Victims of crime can wait for years for justice after Dominic Raab admitted he did not know how long it will take to get through the backlog of the most serious trials.
In an interview with Sky News, the attorney general said he “could not say with precision” when the backlog of more than 60,000 kroner lawsuits in England and Wales will return to the level it was at before the pandemic.
He suggested that it might take up to a year before it starts to fall, and did not rule out that it might take seven or eight years to clear it.
Raab admitted that victims of crime, especially rape and sexual crimes, have suffered “the extra anguish and ordeal of this wait in limbo” and said it was his top priority to ensure faster justice.

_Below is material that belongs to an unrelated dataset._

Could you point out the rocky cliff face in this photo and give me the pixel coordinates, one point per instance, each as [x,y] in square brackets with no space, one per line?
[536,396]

He also rejected the idea – put forward by former Conservative secretaries – that short sentences should be replaced by community service. He described this approach as “just letting people go” and said it was not a route he would go down as it “would not instill public confidence”.
He also said it was “inconceivable” that the prison population, currently around 81,000 in England and Wales, would fall on his guard unless crime fell and that he would focus on using offenders’ time for job training.
Raab will today announce the opening of a new “super courtroom” of £ 2.7 million. in Loughborough, the second of its kind in the UK, where up to 12 defendants can sit in the dock. Another in Manchester opened last month.
Alleged crimes, including gang violence and drug trafficking at national borders, account for about one-fifth of the backlog because the rules on social distancing have prevented them from continuing.
A murder case with nine defendants begins in the new courtroom this week. Raab said using those facilities instead of more courtrooms for hearings would free up space for an additional 250 other cases a year.
The backlog of crown law is 60,292 according to the latest figures from the Ministry of Justice from the end of June compared to 41,045 in March 2020, when the pandemic began – an increase of 48%.
Despite an increase of £ 1bn. in the funding for legal arrears over the next three years, secured in last month’s expenditure statement, it is expected that this will only reduce the backlog to 53,000 in 2024.
Raab said: “We are beginning to see the backlog stabilize. I can not tell you with any precision exactly when we will return to pre-pandemic levels. But I am convinced that within six to 12 months at. at the latest we will start to get the backlog down.
“These are the 15% of the most complex cases that go through the Crown Court, which due to the pandemic and the rules on social distancing that apply to things like jury trials, could not run safely and responsibly in the way we would in normal times. “
Asked twice if it could take seven or eight years to reduce the backlog, he said: “We want to go as fast as we can. We have to use technology; we have 13,000 cases every week that use a or other video technology. “
Sky News visited Peterborough Cathedral, one of dozens of nightingale courtrooms that opened during the pandemic – 32 of which are still working to help with the backlog. The court, which can handle family cases and criminal cases that do not require security, does not sit full-time.
COVID saw the closure of juries between March and May last year, but the justice system has also suffered from several years of spending cuts and has lost a quarter of its budget since 2010.
Raab said he did not accept that there was a lack of funding for lawyers and judges, which the Criminal Bar Association said had exacerbated “endless waits for justice”.
He said: “I have pretty much secured a record increase in funding for justice in the spending review for the next three years and I look forward to delivering.”
Sky News spoke to “Lisa”, who does not want to be identified, about reporting a sexual crime she suffered as a child – only to wait three years for the perpetrator to be jailed, with three trial dates and various other hearings canceled.
At one point, she drove 100 miles to attend a court hearing that was canceled due to COVID – and had to relive her testimony on video before each court hearing.
“I felt like I was serving a prison sentence,” she said. “I have not been able to do my job for long periods of time. It has ruined my personal life.”
She added: “I wanted to move home; it did not happen. I planned to adopt; it did not happen. Everything has been put on hold because I did not want this man to do what he did to me for someone else. . “
Raab said: “It is not only the delay – and justice delayed, justice is denied – but that process is very traumatic.
“That’s why we’re keeping the backlog down. It’s my first priority to get the backlog down to do justice to the victims.”